MMR: Evaluating Reading Ability of Large Multimodal Models
- URL: http://arxiv.org/abs/2408.14594v1
- Date: Mon, 26 Aug 2024 19:26:50 GMT
- Title: MMR: Evaluating Reading Ability of Large Multimodal Models
- Authors: Jian Chen, Ruiyi Zhang, Yufan Zhou, Ryan Rossi, Jiuxiang Gu, Changyou Chen,
- Abstract summary: Large multimodal models (LMMs) have demonstrated impressive capabilities in understanding various types of image, including text-rich images.
Current benchmarks fail to accurately reflect performance of different models.
We propose the Multi-Modal Reading (MMR) benchmark in 11 diverse tasks to evaluate LMMs for text-rich image understanding.

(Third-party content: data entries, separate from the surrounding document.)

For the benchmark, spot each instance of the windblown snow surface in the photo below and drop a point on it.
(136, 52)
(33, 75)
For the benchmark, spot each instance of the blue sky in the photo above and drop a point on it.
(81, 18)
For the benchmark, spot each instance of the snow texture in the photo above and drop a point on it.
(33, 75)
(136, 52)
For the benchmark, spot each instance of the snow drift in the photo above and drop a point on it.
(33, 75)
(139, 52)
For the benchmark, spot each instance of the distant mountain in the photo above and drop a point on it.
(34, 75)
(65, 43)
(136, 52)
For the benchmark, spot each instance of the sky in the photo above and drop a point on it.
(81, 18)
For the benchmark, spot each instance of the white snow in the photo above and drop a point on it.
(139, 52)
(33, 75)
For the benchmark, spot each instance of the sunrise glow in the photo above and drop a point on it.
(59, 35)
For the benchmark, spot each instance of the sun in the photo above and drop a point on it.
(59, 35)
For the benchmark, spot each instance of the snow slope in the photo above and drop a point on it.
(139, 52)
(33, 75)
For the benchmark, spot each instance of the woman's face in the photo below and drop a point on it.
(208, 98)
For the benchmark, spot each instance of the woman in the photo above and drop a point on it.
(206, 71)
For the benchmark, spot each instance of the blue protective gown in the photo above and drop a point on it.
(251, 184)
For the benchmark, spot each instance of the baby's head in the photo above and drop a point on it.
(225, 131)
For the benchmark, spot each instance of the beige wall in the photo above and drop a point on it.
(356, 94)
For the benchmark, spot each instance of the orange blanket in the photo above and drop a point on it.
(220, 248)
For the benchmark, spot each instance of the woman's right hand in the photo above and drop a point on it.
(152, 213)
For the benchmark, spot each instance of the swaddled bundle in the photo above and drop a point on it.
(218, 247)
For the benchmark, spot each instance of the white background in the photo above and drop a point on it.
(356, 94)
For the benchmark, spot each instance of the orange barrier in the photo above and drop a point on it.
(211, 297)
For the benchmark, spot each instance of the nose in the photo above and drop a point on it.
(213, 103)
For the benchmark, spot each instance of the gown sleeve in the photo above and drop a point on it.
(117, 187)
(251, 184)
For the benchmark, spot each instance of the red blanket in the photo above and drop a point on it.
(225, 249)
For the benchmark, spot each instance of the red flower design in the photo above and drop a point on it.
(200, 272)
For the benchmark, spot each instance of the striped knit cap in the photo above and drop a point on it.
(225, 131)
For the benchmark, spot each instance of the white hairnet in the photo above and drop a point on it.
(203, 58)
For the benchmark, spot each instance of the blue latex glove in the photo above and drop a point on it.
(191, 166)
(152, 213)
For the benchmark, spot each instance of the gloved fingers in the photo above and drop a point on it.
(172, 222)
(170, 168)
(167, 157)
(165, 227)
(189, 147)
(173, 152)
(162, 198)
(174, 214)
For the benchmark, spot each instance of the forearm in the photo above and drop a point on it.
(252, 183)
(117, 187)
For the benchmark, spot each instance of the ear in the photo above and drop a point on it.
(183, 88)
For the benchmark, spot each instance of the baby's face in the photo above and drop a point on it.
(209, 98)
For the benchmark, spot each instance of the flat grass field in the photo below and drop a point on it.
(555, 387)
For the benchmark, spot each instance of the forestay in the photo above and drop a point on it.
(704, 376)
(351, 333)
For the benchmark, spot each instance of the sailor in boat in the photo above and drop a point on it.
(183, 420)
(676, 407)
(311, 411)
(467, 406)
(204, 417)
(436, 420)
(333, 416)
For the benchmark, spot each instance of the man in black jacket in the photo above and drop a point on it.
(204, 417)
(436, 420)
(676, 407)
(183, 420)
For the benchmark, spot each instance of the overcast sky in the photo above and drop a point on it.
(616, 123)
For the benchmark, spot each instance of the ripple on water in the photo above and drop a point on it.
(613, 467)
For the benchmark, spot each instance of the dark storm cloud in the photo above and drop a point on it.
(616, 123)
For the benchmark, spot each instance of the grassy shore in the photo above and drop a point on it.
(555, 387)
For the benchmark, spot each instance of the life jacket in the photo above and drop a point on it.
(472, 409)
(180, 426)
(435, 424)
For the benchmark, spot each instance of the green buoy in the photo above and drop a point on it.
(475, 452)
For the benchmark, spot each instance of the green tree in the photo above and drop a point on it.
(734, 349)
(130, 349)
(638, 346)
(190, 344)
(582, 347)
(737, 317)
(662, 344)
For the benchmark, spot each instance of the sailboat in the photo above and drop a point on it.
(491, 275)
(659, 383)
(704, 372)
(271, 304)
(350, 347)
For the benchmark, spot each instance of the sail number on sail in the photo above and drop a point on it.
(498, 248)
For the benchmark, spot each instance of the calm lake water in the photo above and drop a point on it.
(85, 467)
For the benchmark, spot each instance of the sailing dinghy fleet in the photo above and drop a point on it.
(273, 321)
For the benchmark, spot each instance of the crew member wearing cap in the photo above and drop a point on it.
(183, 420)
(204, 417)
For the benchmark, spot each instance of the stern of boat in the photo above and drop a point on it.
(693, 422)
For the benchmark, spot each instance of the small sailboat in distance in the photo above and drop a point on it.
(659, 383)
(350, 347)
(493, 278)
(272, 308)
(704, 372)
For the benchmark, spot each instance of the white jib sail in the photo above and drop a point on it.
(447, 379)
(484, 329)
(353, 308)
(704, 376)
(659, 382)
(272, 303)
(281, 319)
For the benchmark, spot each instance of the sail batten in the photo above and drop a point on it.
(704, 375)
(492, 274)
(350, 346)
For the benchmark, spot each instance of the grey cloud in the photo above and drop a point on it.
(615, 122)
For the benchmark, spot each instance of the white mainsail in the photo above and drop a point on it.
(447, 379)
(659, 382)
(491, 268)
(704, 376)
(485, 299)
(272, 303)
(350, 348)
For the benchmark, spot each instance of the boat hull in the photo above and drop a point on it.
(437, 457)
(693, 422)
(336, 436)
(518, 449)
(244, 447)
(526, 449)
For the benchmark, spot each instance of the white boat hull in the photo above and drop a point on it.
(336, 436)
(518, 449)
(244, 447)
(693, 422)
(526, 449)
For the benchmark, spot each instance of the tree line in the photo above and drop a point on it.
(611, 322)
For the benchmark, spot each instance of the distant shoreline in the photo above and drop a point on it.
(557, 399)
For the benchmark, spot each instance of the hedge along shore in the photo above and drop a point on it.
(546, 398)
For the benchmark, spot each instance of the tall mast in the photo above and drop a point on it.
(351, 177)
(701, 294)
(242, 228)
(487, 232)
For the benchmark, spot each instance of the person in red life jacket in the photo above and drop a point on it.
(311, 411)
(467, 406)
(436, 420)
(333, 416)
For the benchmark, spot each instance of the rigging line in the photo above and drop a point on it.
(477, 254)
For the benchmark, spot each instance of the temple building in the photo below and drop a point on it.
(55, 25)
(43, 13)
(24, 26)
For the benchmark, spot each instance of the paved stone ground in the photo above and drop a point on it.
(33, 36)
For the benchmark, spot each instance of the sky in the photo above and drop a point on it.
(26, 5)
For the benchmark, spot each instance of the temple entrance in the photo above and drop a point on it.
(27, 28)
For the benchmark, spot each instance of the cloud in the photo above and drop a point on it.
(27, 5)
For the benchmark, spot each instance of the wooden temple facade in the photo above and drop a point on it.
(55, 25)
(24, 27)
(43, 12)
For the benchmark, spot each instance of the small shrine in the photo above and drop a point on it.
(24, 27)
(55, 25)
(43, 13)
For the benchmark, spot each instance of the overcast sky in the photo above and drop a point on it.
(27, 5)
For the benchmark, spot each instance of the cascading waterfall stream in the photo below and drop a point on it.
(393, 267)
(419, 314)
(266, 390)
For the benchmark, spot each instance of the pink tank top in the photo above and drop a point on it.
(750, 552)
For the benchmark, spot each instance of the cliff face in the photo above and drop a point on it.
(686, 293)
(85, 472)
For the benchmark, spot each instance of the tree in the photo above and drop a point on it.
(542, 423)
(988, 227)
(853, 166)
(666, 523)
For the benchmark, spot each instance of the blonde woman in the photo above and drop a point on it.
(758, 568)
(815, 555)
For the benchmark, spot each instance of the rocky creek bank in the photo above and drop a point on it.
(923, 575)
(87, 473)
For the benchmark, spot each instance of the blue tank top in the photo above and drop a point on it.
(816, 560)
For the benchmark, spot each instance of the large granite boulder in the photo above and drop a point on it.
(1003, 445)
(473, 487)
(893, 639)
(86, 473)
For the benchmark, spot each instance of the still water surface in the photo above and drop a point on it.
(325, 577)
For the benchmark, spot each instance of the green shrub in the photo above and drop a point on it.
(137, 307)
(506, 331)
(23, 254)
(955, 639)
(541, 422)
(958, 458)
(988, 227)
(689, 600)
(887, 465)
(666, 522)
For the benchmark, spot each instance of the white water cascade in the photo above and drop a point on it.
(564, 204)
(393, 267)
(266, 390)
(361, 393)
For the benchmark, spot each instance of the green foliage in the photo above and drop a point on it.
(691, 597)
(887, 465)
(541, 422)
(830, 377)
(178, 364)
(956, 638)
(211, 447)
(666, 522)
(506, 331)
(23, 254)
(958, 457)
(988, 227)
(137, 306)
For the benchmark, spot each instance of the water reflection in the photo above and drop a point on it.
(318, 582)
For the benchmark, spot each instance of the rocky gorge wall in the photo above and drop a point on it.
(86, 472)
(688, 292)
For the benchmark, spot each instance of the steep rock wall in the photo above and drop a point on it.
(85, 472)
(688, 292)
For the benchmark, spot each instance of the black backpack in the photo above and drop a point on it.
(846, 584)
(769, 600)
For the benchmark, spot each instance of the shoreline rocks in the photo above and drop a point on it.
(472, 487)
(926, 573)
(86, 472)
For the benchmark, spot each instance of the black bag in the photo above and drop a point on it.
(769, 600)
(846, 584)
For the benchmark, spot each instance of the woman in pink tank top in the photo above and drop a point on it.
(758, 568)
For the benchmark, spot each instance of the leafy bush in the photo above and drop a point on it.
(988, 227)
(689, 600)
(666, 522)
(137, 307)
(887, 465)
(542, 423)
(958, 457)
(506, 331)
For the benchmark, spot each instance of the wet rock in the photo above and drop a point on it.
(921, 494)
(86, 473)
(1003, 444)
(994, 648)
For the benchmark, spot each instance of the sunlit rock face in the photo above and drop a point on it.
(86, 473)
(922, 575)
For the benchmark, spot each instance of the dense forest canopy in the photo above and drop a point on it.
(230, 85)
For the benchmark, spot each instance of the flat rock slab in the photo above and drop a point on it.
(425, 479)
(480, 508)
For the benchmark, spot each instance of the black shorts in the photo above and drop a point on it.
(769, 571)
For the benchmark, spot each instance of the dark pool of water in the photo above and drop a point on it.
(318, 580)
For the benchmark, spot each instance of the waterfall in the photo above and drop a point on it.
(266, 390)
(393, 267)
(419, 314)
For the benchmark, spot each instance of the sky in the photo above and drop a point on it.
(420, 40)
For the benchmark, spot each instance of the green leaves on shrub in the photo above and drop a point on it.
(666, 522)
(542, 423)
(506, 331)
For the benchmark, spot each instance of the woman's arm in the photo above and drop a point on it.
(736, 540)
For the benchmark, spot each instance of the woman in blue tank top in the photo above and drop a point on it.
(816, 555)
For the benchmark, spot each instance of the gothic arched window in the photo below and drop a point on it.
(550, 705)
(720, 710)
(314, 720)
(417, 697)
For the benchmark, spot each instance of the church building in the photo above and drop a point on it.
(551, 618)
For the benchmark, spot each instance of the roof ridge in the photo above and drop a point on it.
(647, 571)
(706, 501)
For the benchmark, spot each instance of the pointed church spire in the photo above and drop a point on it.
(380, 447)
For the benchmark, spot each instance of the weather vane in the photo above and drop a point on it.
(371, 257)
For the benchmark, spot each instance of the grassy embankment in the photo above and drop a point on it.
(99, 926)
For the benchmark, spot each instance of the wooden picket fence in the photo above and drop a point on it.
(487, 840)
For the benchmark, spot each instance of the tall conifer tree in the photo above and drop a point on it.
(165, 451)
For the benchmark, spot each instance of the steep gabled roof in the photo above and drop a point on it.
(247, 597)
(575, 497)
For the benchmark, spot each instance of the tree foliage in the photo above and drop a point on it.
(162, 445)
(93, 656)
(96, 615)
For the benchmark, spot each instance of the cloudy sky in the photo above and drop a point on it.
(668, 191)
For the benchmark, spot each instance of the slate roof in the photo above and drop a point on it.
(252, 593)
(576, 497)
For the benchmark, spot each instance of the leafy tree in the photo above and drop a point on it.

- Score: 52.953316772123586
- License: http://creativecommons.org/licenses/by-nc-sa/4.0/
- Abstract: Large multimodal models (LMMs) have demonstrated impressive capabilities in understanding various types of image, including text-rich images. Most existing text-rich image benchmarks are simple extraction-based question answering, and many LMMs now easily achieve high scores. This means that current benchmarks fail to accurately reflect performance of different models, and a natural idea is to build a new benchmark to evaluate their complex reasoning and spatial understanding abilities. In this work, we propose the Multi-Modal Reading (MMR) benchmark in 11 diverse tasks to evaluate LMMs for text-rich image understanding. MMR is the first text-rich image benchmark built on human annotations with the help of language models. By evaluating several state-of-the-art LMMs, including GPT-4o, it reveals the limited capabilities of existing LMMs underscoring the value of our benchmark.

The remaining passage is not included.